Debiti PA. Il report del Mef: Ministero della Salute ha saldato creditori per 9,16 mld

Debiti PA. Il report del Mef: Ministero della Salute ha saldato creditori per 9,16 mld

Debiti PA. Il report del Mef: Ministero della Salute ha saldato creditori per 9,16 mld
I dati aggiornati al 23 settembre indicano che sono state utilizzate quasi tutte le risorse messe a disposizione dallo Stato, pari a 9,19 mld. Le Regioni hanno invece garantito ai creditori del comparto sanitario un totale di circa 10,3 miliardi, somma che è stata erogata in tre tranches. IL REPORT

Il Ministero della Salute ha pagato quasi l’intera somma dei suoi debiti, in base a quanto previsto dal Dl 35/2013: sono stati estinte pendenze per 9,16 miliardi sui 9,19 assegnati. E’ quanto emerge dalla relazione, elaborata dal Ministero dell’Economia e delle Finanze e aggiornata al 23 settembre, sul pagamento dei debiti contratti dalle Pubbliche amministrazioni.

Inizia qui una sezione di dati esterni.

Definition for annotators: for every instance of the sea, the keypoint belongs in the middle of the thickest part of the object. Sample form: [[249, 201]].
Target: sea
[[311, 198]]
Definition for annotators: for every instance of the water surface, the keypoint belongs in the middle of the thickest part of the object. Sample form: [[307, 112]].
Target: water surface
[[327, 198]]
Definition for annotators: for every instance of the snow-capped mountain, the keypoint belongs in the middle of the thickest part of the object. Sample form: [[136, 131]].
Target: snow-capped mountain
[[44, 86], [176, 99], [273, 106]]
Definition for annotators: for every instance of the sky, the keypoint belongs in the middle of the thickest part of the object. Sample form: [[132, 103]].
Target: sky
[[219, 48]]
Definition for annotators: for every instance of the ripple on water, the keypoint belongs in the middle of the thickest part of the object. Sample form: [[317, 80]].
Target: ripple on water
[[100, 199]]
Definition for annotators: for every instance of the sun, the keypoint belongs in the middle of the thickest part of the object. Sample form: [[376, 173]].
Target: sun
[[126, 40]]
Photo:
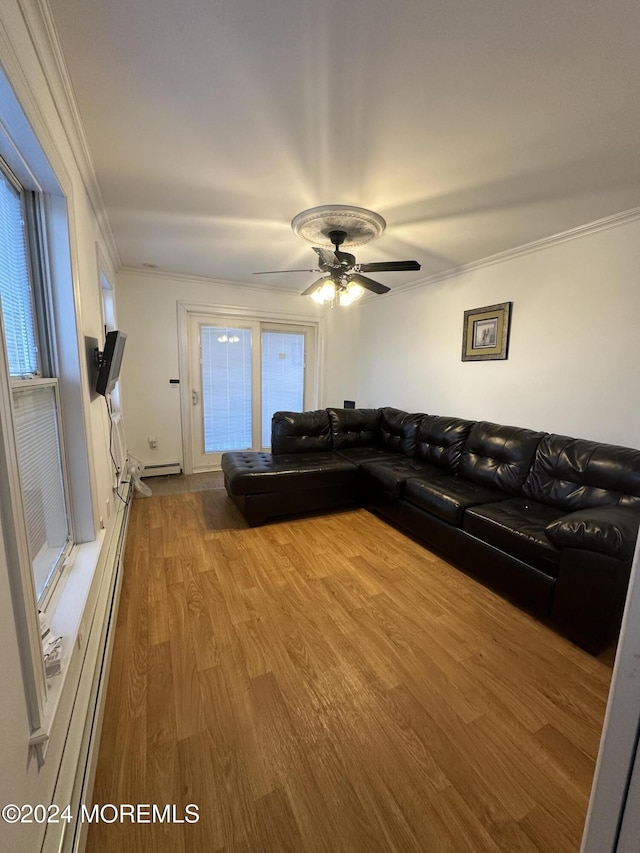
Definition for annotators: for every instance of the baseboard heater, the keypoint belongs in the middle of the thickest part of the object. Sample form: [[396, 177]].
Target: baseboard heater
[[162, 470]]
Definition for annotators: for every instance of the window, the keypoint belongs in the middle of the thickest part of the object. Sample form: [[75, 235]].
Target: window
[[35, 398]]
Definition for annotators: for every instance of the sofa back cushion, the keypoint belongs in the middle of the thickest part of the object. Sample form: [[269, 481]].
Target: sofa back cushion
[[440, 440], [354, 427], [300, 432], [574, 474], [399, 430], [499, 456]]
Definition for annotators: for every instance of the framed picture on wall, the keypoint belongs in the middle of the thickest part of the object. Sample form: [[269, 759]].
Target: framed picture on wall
[[485, 333]]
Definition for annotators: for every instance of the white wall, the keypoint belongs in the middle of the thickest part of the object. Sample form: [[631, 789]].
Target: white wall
[[574, 355], [148, 313]]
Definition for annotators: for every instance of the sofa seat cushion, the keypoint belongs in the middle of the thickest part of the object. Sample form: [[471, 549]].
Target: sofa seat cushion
[[252, 472], [300, 432], [354, 427], [499, 456], [399, 430], [441, 440], [517, 526], [447, 495], [390, 475], [369, 453]]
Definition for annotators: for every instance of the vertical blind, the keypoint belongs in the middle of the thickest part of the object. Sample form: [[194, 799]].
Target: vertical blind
[[36, 421], [282, 376], [39, 459], [15, 283], [226, 388]]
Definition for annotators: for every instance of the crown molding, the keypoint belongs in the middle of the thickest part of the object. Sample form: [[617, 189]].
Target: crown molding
[[197, 279], [40, 26], [576, 233]]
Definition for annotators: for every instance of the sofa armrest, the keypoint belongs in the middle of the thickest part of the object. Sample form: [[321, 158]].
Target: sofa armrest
[[611, 530]]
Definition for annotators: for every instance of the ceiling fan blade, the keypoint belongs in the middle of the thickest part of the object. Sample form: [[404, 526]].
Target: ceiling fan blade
[[315, 285], [273, 272], [327, 256], [369, 283], [388, 266]]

Le Regioni, nell’ambito di tre tranches, hanno garantito ai creditori del comparto sanitario un totale di circa 10,3 miliardi. Nella prima (stato di attuazione del Dl 35) hanno erogato 4,82mld, rispetto ai 5 mld assegnati nel corso del 2013. Nella seconda (stato di attuazione del DL 102) hanno pagato 2,5 mld, pari al totale di quanto messo a disposizione dallo Stato. Nella terza e ultima tranche (Dl 102) l’importo stanziato era di 5, 58 mld, ma le risorse effettivamente messe a disposizione dello Stato sono state di 4 mld, di cui 3 mld sono stati utilizzati dalle Regioni per pagare i creditori.

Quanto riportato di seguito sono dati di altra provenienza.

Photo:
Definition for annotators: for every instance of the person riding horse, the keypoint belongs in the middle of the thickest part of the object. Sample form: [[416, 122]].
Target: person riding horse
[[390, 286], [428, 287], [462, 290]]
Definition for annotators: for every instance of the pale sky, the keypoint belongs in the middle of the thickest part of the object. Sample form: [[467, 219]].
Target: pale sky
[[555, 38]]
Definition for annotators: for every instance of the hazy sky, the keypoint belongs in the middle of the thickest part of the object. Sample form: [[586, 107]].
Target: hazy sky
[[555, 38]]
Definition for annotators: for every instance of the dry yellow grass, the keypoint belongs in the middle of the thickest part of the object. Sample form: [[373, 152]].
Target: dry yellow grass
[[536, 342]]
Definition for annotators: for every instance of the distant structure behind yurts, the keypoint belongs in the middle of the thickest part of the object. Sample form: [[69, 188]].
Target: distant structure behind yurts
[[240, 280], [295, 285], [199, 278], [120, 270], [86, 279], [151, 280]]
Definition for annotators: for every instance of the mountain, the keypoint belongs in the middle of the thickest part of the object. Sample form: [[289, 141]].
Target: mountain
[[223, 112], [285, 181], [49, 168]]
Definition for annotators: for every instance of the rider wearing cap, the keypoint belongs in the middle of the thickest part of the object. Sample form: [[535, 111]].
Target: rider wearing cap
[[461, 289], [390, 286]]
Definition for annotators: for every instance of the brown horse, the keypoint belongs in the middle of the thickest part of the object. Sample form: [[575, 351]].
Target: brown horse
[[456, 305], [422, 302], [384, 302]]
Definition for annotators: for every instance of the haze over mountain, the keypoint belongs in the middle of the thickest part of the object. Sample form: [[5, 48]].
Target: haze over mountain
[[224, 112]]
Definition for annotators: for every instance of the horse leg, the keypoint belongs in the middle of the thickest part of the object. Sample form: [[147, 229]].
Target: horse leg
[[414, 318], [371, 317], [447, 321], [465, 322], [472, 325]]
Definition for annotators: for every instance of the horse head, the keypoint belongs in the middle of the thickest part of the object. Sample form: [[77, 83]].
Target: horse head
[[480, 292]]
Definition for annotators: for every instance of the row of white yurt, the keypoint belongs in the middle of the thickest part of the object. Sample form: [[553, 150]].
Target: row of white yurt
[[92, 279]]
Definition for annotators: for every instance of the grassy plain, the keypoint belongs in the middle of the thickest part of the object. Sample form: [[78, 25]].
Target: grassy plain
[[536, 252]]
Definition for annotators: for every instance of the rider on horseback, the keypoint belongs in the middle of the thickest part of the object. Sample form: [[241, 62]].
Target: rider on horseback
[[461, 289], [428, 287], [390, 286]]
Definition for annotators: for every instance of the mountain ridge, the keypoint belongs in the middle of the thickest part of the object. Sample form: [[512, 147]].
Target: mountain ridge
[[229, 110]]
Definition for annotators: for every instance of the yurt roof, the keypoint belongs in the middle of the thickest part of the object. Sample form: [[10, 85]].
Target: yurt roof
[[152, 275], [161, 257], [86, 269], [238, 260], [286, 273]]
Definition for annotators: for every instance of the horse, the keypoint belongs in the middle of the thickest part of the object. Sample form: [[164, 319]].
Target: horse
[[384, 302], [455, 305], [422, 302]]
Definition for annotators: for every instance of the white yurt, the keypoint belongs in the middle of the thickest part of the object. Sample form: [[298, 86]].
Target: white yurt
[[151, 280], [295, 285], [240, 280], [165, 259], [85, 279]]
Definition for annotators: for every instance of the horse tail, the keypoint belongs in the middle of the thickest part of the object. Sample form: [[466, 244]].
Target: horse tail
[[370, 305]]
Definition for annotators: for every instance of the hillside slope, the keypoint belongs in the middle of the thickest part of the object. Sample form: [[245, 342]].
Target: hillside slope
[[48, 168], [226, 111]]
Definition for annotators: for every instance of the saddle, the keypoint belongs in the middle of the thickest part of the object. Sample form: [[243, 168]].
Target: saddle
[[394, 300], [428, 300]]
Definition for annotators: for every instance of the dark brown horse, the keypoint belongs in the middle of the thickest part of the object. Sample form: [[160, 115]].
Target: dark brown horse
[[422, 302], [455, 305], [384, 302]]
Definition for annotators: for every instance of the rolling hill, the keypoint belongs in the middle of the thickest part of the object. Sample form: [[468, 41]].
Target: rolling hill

Non per tutte le amministrazioni regionali si è però dovuto ricorrere a questo meccanismo, in quanto in alcuni casi il Tavolo di verifica degli adempimenti ha appurato che non sussiste un fabbisogno di cassa, essendo il sistema dei pagamenti regionale idoneo a garantire regolarità e tempestività. Per la terza tranche, in molti casi le Regioni hanno anticipato con risorse proprie correnti i pagamenti delle fatture comprese nei piani presentati per l'accesso alle anticipazioni di liquidità, per cui si registrano pagamenti effettuati anteriormente alla rimessa delle somme da parte del Mef che ripristina la liquidità corrente anticipata dalla regioni e quindi va ad incidere, riducendoli, sui tempi dei pagamenti dei debiti di nuova formazione. 

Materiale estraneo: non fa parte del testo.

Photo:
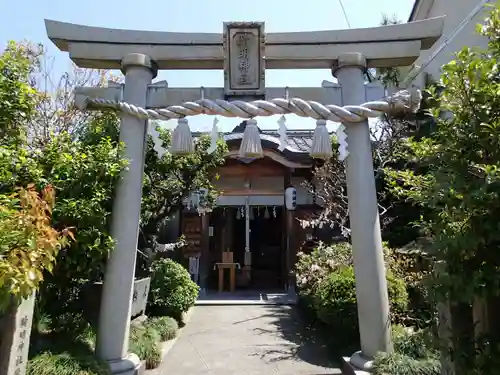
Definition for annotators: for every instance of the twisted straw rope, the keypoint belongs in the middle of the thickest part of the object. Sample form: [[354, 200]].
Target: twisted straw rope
[[403, 101]]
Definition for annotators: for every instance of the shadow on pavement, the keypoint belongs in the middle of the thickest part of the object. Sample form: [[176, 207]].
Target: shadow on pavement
[[302, 341]]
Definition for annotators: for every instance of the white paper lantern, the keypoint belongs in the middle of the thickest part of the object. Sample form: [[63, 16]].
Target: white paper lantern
[[251, 145], [321, 146], [291, 198]]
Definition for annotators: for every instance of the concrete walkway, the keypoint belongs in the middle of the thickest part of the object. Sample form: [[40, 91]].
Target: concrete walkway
[[247, 340]]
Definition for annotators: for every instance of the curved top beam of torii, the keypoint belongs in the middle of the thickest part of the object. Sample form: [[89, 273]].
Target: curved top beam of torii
[[384, 46]]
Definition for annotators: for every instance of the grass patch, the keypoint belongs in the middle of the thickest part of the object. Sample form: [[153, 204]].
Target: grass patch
[[145, 342], [66, 363], [71, 352], [166, 327], [414, 354]]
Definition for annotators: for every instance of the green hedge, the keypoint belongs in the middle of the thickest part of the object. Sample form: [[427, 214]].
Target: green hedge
[[334, 300], [172, 292]]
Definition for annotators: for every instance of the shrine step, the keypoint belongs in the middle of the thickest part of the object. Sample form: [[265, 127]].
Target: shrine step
[[246, 298]]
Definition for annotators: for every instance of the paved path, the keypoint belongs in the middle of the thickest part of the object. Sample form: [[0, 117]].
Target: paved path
[[247, 340]]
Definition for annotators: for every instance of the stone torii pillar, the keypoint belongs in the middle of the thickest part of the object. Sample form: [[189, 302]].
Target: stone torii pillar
[[114, 318], [371, 284]]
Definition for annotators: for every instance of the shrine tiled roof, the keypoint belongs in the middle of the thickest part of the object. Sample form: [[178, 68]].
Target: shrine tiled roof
[[297, 142]]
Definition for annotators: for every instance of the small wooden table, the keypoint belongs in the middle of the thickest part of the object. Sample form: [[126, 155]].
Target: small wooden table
[[232, 275]]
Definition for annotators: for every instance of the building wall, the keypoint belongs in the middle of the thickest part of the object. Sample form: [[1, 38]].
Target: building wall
[[455, 11]]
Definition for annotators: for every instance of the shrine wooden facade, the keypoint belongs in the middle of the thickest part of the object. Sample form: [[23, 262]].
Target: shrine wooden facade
[[251, 220]]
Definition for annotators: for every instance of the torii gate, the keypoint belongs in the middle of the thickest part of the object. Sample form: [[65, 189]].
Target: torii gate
[[244, 51]]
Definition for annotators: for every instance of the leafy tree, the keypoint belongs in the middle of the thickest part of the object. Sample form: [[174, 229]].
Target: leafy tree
[[17, 96], [28, 243], [459, 188]]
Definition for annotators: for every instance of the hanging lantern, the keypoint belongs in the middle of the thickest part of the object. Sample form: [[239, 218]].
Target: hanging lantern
[[291, 198], [251, 145], [214, 136], [282, 133], [182, 139], [342, 139], [321, 146]]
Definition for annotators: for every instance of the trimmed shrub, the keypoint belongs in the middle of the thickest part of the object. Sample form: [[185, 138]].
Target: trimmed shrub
[[145, 342], [166, 327], [66, 363], [334, 301], [414, 354], [172, 292]]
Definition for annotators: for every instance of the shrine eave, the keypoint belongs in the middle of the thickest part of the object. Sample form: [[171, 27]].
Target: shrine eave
[[383, 46]]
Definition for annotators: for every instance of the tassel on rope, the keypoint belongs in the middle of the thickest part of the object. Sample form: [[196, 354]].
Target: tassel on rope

Complessivamente lo Stato ha reso disponibile risorse e strumenti finanziari pari a un importo complessivo di circa 57 miliardi per il pagamento di debiti maturati al 31 dicembre 2013. Le somme richieste ed erogate agli enti debitori alla data del 23 settembre risultano pari complessivamente a 38,4 miliardi di euro (63%). Le stime dei pagamenti effettuati ai soggetti creditori su queste risorse sono pari a 31,3 miliardi (55%).